Monday, June 18, 2012

"Broken down at the side of the road"


I am feeling rather worn down lately, experiencing a lot of pain in my bones and joints and somewhat emotionally fragile.  My mother is going through a health crisis which has her in a hospital and unsure of what the prognosis is going to be.  At the moment she is unable to put any weight on her legs without being in excruciating pain.  We are hopeful that she will be able to gain her mobility back but it is by no means a certain thing.  There are implications due to her diagnosis that have impacted my health outlook and that of my immediate family members, sisters and children.  It appears that more than one of us might also be suffering the effects of this genetic illness, myself included.

After 9 hours of travel over a 36 hour period, sleeping in a "strange" bed and a lot of walking through hospital hallways, I am feeling very tired and achy today.  Hopefully today will be the day that we get a better idea of what the prognosis is for my mother and whether she will fully recuperate or whether the disease has done too much damage and that life needs to adjust accordingly.  In this circumstance I must be patient with the cloud of unknowing...  unable to plan or act due to a lack of the details.  This is out of my control...  I must bow to the fact that I am not in control of this situation and must let it go until we have enough information to act upon.

The implications to my own life from this information is not yet apparent.  I have to get tested and will then have to rationalize how the results of those tests impact our life, my husband and mine, moving forward.  Once again, determining what is in our control and what is not, and taking appropriate action based on those conclusions.

At the moment I feel like a car that is broken down at the side of the road, out of gas and in need of repair.  Hopefully, tomorrow will be a little bit better.




Thursday, June 7, 2012

New Horizons ahead...

and now there are Six of us





Well the wedding went off without a hitch, well one small mixup on the seating plans, but nothing that was even noticed by the majority of those in attendance.  Such a lovely wedding filled with poetry and a reading from Musonius Rufus on Marriage.  Rooms filled with family and friends who came to witness the beginning of a relationship and the expansion of our family unit.
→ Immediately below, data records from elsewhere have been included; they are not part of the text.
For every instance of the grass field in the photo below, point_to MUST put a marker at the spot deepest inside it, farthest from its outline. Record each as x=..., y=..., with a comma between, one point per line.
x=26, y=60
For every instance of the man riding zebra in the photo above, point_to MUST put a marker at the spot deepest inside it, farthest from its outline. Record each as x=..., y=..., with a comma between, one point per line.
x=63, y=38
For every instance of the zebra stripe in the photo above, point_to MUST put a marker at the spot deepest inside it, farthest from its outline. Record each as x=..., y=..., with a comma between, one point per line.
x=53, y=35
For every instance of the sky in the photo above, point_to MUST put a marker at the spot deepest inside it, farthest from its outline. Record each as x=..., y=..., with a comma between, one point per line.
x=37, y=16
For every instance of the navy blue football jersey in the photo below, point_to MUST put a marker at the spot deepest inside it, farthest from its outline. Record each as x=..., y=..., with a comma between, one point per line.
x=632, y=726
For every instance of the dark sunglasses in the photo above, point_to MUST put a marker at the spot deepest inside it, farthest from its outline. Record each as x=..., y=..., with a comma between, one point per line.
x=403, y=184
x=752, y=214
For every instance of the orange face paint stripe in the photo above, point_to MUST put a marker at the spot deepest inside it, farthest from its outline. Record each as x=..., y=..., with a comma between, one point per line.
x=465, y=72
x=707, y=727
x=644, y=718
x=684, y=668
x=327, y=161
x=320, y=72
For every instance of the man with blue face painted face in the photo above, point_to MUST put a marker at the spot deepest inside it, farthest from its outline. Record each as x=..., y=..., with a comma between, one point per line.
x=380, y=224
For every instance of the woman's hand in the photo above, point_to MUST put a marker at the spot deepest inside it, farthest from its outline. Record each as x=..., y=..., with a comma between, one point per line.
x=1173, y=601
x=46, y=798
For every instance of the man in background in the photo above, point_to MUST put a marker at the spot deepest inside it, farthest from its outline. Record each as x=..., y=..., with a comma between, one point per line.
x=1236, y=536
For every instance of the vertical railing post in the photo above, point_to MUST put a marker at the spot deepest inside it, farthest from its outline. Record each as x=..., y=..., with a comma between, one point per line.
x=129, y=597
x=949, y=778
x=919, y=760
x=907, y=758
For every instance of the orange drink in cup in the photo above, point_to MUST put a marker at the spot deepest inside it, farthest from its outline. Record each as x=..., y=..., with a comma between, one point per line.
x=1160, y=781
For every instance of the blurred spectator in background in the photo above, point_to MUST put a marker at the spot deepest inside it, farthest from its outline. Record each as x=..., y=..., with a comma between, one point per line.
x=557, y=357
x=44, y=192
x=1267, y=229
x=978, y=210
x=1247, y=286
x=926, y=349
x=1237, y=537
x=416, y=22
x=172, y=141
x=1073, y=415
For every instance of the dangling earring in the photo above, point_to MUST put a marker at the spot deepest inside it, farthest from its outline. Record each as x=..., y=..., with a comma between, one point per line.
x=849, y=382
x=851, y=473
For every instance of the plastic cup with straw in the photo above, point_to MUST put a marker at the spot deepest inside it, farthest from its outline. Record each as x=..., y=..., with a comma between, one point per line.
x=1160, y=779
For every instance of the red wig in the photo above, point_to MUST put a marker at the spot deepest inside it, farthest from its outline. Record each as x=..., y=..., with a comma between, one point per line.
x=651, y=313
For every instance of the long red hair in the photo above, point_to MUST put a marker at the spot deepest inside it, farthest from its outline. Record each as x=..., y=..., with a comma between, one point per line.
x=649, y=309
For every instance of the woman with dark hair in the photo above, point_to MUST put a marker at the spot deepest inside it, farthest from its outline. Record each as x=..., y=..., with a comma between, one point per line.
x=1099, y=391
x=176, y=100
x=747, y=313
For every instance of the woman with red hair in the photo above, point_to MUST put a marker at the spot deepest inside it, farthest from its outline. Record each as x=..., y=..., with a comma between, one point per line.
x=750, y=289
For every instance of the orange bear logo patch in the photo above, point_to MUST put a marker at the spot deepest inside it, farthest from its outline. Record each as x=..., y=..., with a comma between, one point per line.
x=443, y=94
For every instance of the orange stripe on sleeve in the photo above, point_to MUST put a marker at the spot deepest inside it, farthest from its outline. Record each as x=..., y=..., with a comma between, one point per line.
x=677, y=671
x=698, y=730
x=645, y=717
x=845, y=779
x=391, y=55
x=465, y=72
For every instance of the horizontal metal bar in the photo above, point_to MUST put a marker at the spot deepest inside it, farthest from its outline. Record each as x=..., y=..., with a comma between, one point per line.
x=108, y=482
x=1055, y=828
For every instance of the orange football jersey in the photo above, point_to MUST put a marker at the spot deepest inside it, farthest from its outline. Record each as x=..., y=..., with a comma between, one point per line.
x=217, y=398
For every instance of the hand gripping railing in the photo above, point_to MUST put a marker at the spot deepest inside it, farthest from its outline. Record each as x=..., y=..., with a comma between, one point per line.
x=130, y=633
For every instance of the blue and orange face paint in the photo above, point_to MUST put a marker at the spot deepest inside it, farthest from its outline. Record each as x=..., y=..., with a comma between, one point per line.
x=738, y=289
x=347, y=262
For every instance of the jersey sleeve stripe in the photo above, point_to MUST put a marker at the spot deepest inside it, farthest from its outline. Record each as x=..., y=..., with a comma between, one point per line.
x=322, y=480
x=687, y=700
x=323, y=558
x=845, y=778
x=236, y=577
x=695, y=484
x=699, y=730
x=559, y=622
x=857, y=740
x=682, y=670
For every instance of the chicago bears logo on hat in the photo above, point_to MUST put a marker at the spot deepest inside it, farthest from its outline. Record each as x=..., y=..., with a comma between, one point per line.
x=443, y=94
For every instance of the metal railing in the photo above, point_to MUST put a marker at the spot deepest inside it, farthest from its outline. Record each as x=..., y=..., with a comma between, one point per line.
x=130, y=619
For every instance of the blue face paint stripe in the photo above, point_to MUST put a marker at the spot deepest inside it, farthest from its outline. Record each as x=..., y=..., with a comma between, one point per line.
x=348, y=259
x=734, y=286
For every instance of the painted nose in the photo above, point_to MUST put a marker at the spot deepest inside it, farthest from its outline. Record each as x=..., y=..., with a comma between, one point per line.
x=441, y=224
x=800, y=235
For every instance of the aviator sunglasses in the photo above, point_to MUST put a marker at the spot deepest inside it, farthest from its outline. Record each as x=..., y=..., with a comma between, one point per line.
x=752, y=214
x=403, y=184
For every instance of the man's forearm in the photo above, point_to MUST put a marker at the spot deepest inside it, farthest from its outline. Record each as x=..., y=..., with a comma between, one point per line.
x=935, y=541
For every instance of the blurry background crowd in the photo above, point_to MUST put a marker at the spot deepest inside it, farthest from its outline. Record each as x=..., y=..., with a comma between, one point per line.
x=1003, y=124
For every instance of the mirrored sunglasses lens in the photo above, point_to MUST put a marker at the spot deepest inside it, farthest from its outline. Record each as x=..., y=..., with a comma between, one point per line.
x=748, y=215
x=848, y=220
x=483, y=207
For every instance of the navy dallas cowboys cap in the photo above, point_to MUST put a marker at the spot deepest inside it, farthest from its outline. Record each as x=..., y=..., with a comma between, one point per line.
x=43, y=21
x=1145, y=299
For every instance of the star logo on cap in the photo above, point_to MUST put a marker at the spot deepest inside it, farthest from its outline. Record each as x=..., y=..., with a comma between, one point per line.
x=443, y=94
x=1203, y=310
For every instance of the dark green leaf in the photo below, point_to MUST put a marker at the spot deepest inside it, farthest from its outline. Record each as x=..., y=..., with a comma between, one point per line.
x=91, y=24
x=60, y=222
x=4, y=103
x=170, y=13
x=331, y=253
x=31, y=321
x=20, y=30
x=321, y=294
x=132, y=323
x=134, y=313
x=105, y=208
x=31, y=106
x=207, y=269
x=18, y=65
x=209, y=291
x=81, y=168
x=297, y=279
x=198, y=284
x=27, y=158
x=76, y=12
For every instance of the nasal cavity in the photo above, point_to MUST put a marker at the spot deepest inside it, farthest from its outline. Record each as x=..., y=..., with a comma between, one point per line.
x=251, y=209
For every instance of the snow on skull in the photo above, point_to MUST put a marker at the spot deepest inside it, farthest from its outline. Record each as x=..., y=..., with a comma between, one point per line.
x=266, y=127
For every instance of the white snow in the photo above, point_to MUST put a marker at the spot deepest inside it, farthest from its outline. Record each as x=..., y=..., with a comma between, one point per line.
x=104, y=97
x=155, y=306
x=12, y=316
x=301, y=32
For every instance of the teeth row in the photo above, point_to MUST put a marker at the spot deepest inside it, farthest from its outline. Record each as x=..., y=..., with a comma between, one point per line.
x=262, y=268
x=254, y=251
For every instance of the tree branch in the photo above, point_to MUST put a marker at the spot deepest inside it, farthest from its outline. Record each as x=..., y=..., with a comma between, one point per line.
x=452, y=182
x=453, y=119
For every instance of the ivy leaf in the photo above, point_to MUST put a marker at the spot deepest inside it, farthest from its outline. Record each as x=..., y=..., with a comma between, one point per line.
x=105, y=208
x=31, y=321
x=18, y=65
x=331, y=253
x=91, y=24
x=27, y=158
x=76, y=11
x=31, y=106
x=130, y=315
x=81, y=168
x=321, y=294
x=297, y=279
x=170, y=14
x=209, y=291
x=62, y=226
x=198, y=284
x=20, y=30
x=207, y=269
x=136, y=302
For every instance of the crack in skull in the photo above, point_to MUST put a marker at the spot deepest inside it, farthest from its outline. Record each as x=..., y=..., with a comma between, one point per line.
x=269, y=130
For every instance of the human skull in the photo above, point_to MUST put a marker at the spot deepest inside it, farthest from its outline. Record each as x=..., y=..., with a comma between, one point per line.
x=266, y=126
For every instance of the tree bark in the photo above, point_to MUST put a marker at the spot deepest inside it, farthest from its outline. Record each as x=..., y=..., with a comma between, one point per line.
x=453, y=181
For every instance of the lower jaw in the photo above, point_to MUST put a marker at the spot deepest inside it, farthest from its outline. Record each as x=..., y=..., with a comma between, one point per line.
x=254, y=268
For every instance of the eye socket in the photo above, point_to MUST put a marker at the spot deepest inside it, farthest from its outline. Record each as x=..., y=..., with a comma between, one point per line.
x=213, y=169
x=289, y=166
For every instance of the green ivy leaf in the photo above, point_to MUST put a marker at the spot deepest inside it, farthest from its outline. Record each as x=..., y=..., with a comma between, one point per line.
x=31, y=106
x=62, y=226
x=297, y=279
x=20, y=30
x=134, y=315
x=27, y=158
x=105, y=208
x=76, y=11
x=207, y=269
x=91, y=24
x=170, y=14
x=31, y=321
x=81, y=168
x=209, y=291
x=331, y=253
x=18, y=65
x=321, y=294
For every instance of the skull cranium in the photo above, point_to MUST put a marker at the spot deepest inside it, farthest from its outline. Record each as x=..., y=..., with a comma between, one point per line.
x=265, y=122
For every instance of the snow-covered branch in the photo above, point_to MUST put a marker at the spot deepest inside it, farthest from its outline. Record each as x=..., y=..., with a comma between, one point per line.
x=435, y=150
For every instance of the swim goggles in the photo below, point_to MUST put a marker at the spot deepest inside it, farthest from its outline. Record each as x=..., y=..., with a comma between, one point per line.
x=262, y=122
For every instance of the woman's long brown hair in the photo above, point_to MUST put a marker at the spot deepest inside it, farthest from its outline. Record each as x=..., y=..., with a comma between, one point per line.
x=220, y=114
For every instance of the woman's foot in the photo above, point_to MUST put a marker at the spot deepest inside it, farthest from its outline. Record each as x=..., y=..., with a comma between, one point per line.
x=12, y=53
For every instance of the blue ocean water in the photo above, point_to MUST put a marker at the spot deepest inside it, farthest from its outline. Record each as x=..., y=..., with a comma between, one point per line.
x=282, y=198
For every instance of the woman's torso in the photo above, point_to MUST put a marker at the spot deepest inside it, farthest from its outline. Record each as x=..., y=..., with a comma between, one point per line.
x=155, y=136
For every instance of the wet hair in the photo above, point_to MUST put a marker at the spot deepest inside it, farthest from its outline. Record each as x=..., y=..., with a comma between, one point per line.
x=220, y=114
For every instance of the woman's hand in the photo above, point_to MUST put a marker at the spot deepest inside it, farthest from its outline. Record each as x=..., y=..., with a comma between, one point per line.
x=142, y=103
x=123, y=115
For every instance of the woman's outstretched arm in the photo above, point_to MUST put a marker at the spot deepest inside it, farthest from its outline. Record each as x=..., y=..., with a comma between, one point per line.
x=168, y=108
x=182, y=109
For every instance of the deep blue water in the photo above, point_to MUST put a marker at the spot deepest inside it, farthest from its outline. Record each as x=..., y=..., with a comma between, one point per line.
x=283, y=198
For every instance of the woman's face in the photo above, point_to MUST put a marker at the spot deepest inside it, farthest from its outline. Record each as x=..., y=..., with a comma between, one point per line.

Now the crafting process begins again...  What do we wish our life to look like, what is priority, what matters?  All questions that we need to continue to answer as we craft a life together.  All the while focusing on virtue and fine tuning what matters.  We are now a couple living alone.  No echoes of children or teenagers sound through the house.  The birds have all flown from the nest.  What is our next adventure, what treasures lie just around the river bend?